Not at all. I presume that the shackles that now bind us, once broken, might uncover a potential for cooperation that is now --- and has been for centuries --- actively suppressed with great expenditure of time, money, and effort. I also don't happen to believe that superhuman altruism is necessary for social democracy to flourish.


>> of all the efforts and talents in the world are employed in merely
>> neutralizing one another." Michael Perelman has a new book coming out
>> which details the immense waste of the market, but I'll let him finish
>> it and get it on the shelves before I spill all the beans therein. I
>> should also point out that Robin Hahnel has done some great work
>> showing that markets tend to be inefficient simply because they
>> grossly over-provide private consumption goods, due to endogenous
>> preference feedback.
>
>There is some waste inherent in markets, as
>well as some benefits, and conversely for
>non-market provision.
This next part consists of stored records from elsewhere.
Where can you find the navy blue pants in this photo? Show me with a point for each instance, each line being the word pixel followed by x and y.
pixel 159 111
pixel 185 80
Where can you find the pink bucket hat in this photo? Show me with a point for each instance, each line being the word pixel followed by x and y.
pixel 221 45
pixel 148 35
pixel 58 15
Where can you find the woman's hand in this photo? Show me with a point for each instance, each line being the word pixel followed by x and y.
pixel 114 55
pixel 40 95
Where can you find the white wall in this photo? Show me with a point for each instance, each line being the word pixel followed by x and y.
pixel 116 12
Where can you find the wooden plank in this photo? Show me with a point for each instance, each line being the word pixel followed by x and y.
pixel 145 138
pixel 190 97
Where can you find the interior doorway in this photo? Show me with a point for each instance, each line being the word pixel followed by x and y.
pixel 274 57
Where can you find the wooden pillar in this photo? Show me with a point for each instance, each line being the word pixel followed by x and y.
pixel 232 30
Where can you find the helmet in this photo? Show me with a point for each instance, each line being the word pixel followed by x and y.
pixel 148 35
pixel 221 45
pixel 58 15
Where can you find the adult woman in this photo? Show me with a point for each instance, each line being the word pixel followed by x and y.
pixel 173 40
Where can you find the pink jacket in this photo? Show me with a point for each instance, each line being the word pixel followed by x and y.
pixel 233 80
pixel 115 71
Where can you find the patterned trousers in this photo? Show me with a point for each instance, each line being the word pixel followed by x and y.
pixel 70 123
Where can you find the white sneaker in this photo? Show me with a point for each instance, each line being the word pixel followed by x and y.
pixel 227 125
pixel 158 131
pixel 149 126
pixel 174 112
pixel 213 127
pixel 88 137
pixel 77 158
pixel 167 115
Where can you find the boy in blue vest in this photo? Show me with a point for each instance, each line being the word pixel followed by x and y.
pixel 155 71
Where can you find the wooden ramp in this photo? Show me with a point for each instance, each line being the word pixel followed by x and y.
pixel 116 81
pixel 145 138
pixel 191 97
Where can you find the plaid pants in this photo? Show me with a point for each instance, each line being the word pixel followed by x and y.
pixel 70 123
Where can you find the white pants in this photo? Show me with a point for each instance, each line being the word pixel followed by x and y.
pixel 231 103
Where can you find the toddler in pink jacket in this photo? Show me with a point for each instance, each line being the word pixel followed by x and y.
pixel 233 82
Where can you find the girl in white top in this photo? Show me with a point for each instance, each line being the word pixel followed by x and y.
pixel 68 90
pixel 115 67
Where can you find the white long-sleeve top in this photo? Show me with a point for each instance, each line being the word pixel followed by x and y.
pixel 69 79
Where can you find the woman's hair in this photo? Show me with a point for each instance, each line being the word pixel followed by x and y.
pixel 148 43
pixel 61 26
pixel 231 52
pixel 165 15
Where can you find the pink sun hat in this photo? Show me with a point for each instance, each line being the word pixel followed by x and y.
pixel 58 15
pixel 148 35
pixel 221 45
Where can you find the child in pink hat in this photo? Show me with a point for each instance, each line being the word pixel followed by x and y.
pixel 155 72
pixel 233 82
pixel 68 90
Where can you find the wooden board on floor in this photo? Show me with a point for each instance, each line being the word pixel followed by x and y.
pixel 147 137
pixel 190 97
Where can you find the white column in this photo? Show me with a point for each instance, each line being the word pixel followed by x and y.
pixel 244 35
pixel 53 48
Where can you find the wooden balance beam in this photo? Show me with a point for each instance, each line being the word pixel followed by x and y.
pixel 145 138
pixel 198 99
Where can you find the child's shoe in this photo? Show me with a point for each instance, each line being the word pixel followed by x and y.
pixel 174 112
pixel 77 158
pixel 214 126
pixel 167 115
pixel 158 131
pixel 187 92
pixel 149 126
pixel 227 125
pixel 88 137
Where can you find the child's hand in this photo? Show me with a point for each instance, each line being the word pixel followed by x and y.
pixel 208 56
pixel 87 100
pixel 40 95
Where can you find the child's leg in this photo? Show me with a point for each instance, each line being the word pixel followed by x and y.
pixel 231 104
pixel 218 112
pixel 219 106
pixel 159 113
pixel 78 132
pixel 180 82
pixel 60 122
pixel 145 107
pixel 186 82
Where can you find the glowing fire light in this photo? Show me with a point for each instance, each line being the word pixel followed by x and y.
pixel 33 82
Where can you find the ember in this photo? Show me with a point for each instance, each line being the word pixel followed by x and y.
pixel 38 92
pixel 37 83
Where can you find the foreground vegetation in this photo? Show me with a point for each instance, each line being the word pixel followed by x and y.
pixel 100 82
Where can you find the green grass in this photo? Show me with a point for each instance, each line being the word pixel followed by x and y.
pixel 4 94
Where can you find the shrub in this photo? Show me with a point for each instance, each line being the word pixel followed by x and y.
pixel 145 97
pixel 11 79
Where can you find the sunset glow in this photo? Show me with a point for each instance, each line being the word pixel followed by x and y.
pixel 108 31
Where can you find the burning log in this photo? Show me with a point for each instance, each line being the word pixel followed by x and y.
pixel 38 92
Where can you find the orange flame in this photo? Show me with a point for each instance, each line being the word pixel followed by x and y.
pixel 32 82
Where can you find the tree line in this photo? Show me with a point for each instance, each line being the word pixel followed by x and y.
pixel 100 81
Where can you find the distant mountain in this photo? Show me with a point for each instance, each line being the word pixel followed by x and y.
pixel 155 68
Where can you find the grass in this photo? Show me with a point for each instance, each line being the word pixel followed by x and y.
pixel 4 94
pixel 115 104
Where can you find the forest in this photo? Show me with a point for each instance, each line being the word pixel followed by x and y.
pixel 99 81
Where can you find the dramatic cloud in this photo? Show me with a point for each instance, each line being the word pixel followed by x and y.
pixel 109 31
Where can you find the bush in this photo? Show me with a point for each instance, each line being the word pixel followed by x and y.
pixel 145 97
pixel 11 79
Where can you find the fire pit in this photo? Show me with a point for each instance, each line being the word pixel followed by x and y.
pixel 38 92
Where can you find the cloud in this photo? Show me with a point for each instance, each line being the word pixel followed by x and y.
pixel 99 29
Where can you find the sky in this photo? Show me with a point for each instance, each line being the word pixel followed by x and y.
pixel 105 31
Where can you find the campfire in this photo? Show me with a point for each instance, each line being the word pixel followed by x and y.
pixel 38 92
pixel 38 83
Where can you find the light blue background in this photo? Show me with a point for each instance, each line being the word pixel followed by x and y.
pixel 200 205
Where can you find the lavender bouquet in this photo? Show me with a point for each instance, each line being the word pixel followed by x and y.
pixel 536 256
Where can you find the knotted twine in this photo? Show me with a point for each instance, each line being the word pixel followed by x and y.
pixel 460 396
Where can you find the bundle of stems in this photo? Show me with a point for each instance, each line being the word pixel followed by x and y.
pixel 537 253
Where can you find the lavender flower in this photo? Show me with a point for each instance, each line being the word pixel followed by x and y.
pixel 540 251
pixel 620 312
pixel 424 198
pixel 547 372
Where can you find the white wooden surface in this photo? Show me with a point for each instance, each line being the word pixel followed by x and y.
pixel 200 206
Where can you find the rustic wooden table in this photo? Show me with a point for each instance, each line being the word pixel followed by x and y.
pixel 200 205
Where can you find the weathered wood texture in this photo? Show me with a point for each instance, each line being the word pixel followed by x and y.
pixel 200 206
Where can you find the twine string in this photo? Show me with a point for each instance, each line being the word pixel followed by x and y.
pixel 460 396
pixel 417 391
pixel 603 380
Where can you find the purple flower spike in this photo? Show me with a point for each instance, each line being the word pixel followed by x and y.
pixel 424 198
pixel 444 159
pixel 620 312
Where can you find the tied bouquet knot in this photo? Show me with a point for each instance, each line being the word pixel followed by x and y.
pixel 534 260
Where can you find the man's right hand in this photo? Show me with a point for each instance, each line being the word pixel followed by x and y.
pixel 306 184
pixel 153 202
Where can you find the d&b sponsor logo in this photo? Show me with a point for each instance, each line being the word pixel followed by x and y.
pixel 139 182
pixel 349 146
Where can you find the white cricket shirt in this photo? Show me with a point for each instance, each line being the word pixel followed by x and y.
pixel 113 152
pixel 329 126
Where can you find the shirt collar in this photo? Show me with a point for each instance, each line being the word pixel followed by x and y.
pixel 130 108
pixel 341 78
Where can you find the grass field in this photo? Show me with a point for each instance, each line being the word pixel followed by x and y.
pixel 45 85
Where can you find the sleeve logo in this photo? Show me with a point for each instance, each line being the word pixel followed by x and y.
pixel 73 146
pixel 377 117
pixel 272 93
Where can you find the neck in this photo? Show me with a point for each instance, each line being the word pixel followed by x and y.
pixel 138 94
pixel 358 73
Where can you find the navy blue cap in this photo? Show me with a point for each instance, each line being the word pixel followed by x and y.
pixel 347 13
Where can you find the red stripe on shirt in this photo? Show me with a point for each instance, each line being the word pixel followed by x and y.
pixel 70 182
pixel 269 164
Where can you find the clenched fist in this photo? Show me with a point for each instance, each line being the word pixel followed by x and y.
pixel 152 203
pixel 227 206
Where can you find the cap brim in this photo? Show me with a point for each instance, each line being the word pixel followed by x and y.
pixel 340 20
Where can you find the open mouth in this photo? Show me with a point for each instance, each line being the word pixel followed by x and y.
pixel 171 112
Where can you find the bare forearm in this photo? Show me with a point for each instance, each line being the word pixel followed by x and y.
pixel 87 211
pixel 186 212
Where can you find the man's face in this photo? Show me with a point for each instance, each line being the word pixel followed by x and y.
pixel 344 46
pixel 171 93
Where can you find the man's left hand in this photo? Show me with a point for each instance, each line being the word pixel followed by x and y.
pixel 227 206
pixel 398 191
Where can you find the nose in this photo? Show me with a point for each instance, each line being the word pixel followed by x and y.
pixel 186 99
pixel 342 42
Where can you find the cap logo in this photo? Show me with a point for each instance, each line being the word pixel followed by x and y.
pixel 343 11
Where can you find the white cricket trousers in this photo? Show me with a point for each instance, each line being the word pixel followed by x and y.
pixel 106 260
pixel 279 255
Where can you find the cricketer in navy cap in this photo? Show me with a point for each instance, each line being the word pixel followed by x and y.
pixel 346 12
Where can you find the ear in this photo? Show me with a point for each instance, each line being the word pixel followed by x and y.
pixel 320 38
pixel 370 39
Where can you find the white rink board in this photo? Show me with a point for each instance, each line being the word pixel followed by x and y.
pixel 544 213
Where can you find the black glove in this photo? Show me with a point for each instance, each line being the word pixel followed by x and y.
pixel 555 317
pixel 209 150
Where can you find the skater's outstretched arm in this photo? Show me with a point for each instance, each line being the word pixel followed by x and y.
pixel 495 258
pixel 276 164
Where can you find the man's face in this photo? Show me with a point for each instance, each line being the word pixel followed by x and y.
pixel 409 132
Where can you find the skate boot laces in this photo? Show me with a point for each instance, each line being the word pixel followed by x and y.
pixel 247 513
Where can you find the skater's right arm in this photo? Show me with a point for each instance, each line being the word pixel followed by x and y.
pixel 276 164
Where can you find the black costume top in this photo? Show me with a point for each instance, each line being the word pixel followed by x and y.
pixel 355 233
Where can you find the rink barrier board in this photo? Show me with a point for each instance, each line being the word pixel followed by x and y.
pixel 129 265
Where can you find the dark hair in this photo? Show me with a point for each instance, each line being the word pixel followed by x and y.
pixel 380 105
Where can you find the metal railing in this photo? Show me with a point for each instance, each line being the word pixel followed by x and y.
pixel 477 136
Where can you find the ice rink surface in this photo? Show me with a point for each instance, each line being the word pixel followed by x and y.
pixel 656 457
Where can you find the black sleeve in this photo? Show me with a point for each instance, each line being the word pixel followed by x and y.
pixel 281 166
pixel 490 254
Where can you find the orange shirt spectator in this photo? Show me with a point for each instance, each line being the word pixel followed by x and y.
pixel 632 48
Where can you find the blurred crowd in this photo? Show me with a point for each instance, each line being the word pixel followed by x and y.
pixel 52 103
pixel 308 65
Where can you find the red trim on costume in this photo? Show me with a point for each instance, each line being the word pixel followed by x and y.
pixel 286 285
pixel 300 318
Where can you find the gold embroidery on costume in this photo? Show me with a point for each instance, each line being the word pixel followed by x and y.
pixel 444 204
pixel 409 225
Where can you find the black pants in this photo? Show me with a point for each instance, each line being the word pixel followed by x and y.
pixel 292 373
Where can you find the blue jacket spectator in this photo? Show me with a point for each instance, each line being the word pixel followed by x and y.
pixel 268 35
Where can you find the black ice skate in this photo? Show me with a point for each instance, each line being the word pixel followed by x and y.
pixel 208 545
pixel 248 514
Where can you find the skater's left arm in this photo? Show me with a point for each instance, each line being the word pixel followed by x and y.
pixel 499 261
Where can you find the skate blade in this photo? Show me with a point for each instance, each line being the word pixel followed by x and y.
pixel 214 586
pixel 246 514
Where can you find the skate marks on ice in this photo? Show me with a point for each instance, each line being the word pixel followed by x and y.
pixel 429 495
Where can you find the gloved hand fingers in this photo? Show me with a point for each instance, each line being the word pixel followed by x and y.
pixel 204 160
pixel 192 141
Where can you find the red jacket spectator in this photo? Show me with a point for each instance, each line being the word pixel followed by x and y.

You are counterposing
>an ideal state to really existing economies.

No, I'm countering your presumptuous attacks on the possible. You are the one to have started this by making claims about what is possible, not me.


> ... in
>the structure of a business firm ...
> ... there is less
>slack inherent in private ownership of capital
>than is apparent. ...

Really. "In the structure", you say. "Less slack", you say. What, pray tell, does this possibly mean? You mean the legions of managers at, say, General Motors, are actually --- unbeknownst to every thinking observer --- clandestinely producing something else than a bureaucratic quagmire in which workers and their entire production process founder? The overpaid CEOs who willingly cut tens of thousands of people from their jobs and who at the flick of the wrist lay waste to entire communities are presumably part of the "structure of a business firm" are they not? The hordes of business flacks who populate our media and fill every possible moment with inane chatter and doublespeak are not slackful? Our political system, which by design and practice is sodden and bloated with the private lucre of business, is something other than slack incarnate? All seems pretty slackish to me...


>It is more interesting when you try to refute
>something, rather than simply assert that it is
>wrong. If you avoided the latter, you would
>waste fewer words.

You begin this whole exchange with a baseless attack on democratic potential, ignoring the vicious and long-lived assault waged against it (ever heard of the US Constitution?), which might, just might, have a little bit to do with the self-centeredness of current societies, and you have the gall to twit me about assertions and refutations?